Here are some of photos of my Fairbanks & Cole banjo all strung up with its new gut strings. While this banjo is not a valuable antique, it is really fun to play and it sounds nice. According to the information on the net and the serial number on the banjo, it was made in 1890.
This banjo has a short scale of only 24 inches, so it is tuned to the key of A. It was in pretty bad shape when I bought it, so I had it restored to playability.
The tuning pegs are a modern addition, although they were on it when I bought it. The 5th string peg is new. Most of the MOP inlays are new. The skin head was on it when purchased. As far as I can tell, the tailpiece is original as are the brackets and hooks.
The fellow who restored the banjo put nylon strings on it at my request. But since I have found that I really like to play it, I have purchased a set of gut strings and strung it up as it was originally done.
The photo on the right is of the Fairbanks & Cole ivoroid tailpiece. On the underside of the tailpiece there are five circular indentations. Each indentation has a hole that comes out at the front of the main body of the tailpiece.
The string has a knot tied in the end of it. The knot sits in the indentation in the tailpiece. Then, it passes up through the hole in the main body of the tailpiece and down through the space between the main body and the bar across the top. It then loops around the bar once, back down through the space and out to the bridge. This wraps the string around the bar once. I wrapped it so that the string comes off the bottom of the bar to move the strings closer to the head as they go toward the bridge.
It is a bit difficult to see in the photo, so here is a second photo where you can see that the strings wrap around the bar in the slots provided. You cannot see where the strings are knotted because the knots are underneath the tailpiece.
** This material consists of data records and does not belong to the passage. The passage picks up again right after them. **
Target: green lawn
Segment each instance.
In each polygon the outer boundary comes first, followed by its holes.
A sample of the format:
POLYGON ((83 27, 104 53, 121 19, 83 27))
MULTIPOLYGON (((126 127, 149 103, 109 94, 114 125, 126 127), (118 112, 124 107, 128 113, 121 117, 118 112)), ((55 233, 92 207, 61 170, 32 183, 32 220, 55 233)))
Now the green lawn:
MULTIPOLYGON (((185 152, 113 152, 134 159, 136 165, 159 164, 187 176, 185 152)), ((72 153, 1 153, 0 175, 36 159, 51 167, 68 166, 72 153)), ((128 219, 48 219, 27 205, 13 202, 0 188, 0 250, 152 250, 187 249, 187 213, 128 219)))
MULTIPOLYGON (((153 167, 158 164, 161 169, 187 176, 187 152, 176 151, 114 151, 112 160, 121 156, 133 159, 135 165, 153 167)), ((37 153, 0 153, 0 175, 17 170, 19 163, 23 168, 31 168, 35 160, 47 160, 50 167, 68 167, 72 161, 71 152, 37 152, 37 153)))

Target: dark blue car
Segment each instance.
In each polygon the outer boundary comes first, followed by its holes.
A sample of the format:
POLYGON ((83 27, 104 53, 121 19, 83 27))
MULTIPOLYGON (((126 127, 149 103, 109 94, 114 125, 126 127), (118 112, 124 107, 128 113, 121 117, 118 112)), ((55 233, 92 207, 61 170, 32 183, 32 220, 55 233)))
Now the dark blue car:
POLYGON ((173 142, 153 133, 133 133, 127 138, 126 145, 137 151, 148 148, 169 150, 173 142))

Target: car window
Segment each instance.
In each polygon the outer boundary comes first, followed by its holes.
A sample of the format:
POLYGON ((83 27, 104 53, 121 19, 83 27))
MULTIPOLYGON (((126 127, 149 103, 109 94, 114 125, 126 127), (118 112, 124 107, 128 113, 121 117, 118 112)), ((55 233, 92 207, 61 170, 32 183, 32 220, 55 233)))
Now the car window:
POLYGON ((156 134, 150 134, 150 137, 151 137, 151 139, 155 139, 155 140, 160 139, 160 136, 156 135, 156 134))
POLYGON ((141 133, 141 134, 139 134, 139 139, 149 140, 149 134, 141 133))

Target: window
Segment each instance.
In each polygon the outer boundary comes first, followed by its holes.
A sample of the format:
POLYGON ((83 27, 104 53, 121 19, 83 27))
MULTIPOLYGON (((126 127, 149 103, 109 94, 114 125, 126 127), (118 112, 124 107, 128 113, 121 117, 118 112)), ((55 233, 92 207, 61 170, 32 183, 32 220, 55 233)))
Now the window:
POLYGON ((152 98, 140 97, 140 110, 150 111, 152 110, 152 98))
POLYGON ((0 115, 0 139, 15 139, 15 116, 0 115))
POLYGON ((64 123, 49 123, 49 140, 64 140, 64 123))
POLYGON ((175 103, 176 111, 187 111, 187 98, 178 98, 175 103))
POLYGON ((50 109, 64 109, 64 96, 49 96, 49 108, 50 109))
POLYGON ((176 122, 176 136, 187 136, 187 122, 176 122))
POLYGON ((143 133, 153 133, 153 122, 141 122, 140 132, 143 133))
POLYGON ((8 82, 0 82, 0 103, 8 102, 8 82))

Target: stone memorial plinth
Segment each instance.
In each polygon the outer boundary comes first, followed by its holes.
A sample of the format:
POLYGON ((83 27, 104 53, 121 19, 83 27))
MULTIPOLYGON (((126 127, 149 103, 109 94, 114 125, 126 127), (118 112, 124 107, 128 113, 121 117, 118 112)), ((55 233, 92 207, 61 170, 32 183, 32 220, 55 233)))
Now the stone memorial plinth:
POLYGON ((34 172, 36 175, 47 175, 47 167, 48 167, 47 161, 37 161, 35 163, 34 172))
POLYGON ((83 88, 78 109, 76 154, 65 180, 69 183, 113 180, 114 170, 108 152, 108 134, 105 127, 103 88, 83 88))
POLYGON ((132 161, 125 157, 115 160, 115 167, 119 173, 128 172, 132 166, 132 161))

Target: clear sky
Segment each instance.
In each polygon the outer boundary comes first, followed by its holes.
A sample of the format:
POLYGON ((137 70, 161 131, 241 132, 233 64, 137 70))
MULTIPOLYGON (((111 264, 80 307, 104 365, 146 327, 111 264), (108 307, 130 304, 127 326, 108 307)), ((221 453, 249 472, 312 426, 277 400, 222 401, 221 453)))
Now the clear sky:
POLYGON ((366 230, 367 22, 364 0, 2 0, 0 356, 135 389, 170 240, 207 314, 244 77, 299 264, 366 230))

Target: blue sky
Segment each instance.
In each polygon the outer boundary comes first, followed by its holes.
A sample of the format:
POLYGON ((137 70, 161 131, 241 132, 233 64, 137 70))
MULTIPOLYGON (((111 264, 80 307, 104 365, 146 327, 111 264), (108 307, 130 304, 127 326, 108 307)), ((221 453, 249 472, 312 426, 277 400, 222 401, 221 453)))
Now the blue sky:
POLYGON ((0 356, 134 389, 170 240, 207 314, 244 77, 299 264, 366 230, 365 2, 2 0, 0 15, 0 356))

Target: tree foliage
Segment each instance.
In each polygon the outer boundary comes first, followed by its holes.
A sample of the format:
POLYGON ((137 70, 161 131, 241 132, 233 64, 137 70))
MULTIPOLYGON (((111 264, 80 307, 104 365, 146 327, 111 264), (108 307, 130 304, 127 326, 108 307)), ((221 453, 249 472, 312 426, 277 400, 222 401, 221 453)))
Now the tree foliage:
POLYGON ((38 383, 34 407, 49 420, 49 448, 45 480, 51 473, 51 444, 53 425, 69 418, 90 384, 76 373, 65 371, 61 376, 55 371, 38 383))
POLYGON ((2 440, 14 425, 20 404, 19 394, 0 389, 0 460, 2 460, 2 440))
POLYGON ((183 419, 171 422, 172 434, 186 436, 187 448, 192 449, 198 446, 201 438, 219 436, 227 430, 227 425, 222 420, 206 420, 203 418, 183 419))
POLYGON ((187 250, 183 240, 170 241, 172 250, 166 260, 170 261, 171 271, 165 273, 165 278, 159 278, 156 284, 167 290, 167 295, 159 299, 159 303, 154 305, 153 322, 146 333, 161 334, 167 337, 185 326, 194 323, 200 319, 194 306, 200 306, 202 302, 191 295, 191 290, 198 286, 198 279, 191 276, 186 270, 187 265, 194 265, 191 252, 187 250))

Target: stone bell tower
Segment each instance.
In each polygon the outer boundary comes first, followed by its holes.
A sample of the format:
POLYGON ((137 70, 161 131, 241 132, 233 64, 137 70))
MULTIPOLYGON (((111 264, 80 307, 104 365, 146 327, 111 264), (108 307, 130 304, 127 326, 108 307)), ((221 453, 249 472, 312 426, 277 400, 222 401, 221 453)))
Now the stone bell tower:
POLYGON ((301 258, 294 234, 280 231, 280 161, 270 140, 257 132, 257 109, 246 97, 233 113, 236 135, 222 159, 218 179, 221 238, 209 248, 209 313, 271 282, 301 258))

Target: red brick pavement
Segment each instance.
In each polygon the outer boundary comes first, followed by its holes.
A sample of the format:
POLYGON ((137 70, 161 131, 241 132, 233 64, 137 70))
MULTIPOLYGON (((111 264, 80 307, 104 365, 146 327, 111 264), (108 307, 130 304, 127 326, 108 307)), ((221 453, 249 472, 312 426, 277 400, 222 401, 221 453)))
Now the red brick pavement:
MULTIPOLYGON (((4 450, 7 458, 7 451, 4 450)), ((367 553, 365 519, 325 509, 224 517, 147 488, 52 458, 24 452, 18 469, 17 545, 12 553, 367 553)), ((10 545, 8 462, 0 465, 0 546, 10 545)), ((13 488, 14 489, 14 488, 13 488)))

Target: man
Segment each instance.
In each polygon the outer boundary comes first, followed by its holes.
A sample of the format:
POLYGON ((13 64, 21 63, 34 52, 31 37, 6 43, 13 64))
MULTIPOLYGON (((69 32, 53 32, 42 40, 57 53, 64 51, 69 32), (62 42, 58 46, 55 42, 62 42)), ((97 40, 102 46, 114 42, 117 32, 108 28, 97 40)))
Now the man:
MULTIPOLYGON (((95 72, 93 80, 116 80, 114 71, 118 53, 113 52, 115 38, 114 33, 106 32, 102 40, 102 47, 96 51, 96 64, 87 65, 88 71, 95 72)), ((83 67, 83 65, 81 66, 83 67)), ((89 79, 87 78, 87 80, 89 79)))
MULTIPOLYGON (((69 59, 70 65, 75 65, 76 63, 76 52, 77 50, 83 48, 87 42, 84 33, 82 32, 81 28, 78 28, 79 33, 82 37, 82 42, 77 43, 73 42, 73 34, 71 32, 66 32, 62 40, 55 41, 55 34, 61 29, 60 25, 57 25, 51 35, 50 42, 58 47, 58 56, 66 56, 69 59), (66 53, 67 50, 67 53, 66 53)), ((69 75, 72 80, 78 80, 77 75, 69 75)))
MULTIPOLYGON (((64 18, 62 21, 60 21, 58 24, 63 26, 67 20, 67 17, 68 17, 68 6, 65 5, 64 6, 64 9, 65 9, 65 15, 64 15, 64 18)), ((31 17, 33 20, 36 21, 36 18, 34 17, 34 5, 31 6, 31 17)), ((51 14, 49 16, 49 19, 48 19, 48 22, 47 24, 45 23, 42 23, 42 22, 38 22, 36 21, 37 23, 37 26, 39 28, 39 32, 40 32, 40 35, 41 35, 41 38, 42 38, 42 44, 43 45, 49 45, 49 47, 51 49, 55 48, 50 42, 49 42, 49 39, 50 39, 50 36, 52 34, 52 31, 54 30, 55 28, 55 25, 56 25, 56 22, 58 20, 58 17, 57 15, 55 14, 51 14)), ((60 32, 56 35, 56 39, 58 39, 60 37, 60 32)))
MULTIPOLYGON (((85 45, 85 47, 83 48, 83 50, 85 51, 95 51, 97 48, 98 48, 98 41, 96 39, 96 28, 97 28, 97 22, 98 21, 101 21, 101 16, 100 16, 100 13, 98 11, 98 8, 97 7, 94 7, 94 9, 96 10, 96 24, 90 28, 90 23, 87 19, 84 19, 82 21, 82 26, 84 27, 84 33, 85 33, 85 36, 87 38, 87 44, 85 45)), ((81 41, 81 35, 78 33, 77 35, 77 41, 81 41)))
Compared to the nylon strings, the gut strings seem very light and responsive. They take a very light touch to make them play. They are a bit more quiet than the nylon, but the note separation is very good.
All-in-all, I am pleased with the results of the gut strings.
The construction of the banjo is very basic and simple.
The rim is full spun with bright metal. The hooks are round, and there are 20 of them around the hoop.
As we move closer in, it is a bit more evident how the hooks and tension hoop work.
You can see that the tension hoop is neither grooved nor nothched. Instead, it seems to be rabbeted. It is like a grooved hoop, but there is no inside wall. The hooks are flattened on the side which faces the head.
On the inside of the banjo we have slotted screws holding the shoes. This marks the banjo as a low end instrument since the more expensive instruments had hexagonal heads on the screws.
A basic shot of the inside. Look at the beautiful red color of the wood in this banjo. I think that it is mahogony. The fretboard is dyed black.
Here you can see the wavy Fairbanks & Cole logo stamped on the dowel stick, which identifies the banjo as having been made after the split between the two partners.
And the Trademark stamp.
The tail end of the dowel stick is just plain
and the head end, has a strange little screw holding the neck in place.